Foto: Kap­fen­ber­ger

Es gibt Men­schen, da könn­te man glau­ben, dass ihr Tag mehr als nur 24 Stun­den hat. Ein sol­ches Bei­spiel ist Michae­la Kap­fen­ber­ger aus Edlitz. Neben Fami­lie und Jobs ist ihr Enga­ge­ment viel­fäl­tig. Seit Kur­zem ist sie auch auf poli­ti­scher Ebe­ne aktiv.

Haupt­be­ruf­lich arbei­tet Michae­la Kap­fen­ber­ger als Lan­des­be­diens­te­te im Pfle­ge­heim Scheib­lingkir­chen und hat vor weni­gen Wochen mit einer Zusatz­aus­bil­dung begon­nen. Dane­ben betreibt sie als Selbst­stän­di­ge ihre Gesund­heits-Pra­xis in Edlitz und ist hier seit letz­tem Jahr auch als Gesund­heits­ge­mein­de­rä­tin im Ein­satz. Aber der Rei­he nach: Das The­ma Gesund­heit war ihr schon immer ein gro­ßes Anlie­gen, obwohl es sie beruf­lich zunächst in eine ande­re Rich­tung ver­schla­gen hat. Bevor sie Kin­der bekam, war sie als Abtei­lungs­lei­te­rin im Ver­kauf tätig. Dann nutz­te sie die Karenz­zeit, um sich auf das zu kon­zen­trie­ren, was ihr schon immer am Her­zen lag. Neben der Fami­lie ist das eben das The­ma Gesund­heit. Bevor sie ihren heu­ti­gen Mann Andre­as ken­nen­lern­te, war die gebür­ti­ge Frau­en­kirch­ne­rin (Bur­gen­land) 16 Jah­re beim Roten Kreuz aktiv. „Für mich war es schon immer wich­tig, Kör­per, Geist und See­le als eine Ein­heit zu betrach­ten und dort anzu­set­zen“, so Kapfenberger.

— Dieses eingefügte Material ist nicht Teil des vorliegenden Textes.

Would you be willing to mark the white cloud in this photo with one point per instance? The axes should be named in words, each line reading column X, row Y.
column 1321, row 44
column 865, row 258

Gesund­heit auf allen Ebenen

Also mach­te sie wäh­rend der Karenz ein Fern­stu­di­um zur Gesund­heits- und Ernäh­rungs­trai­ne­rin mit dem Schwer­punkt Aro­ma­the­ra­pie. Der Traum von der eige­nen Pra­xis rück­te damit in greif­ba­re Nähe. Um sich den Druck zu erspa­ren, sofort mög­lichst vie­le Kli­en­ten zu betreu­en, begann sie zusätz­lich zur Pra­xis­er­öff­nung im Jahr 2018 nach der Karenz ab 2019 als Heim­hel­fe­rin im Lan­des­pfle­ge­heim zu arbei­ten. Um in die­sem Bereich wei­ter­zu­kom­men, begann sie die­sen Herbst die zwei­jäh­ri­ge Aus­bil­dung zur Pfle­ge­as­sis­ten­tin. Und weil ihr das The­ma Gesund­heit nun mal wirk­lich am Her­zen liegt, beschloss sie im letz­ten Jahr, für den Edlit­zer Gemein­de­rat zu kan­di­die­ren. Seit 2019 ist sie Gesund­heits­ge­mein­de­rä­tin und sprüht vor Ideen. „Ich war auch vor­her schon bei der ‚Gesun­den Gemein­de‘ aktiv und freue mich, dass ich nun als Ver­ant­wort­li­che vie­le Ideen umset­zen kann“, so die Neo-Gemein­de­rä­tin. In der Vor­sor­ge-Aktiv-Grup­pe geht es etwa um The­men wie Ernäh­rung, men­ta­le Gesund­heit oder Bewe­gung. Sie setz­te sich aber auch – in Koope­ra­ti­on mit der Land­ju­gend – für die Erneue­rung des „„Tut gut“-Schrittewegs ein.
Kap­fen­ber­ger ist aber auch gut bei Stim­me: Seit 2012 singt sie mit dem Ensem­ble „nova Voca­li­tas“ bei zahl­rei­chen Ver­an­stal­tun­gen und Fei­ern. Und wenn dann noch Zeit bleibt, dann trifft man sie beim Karp­fen-Fischen – zur Entspannung.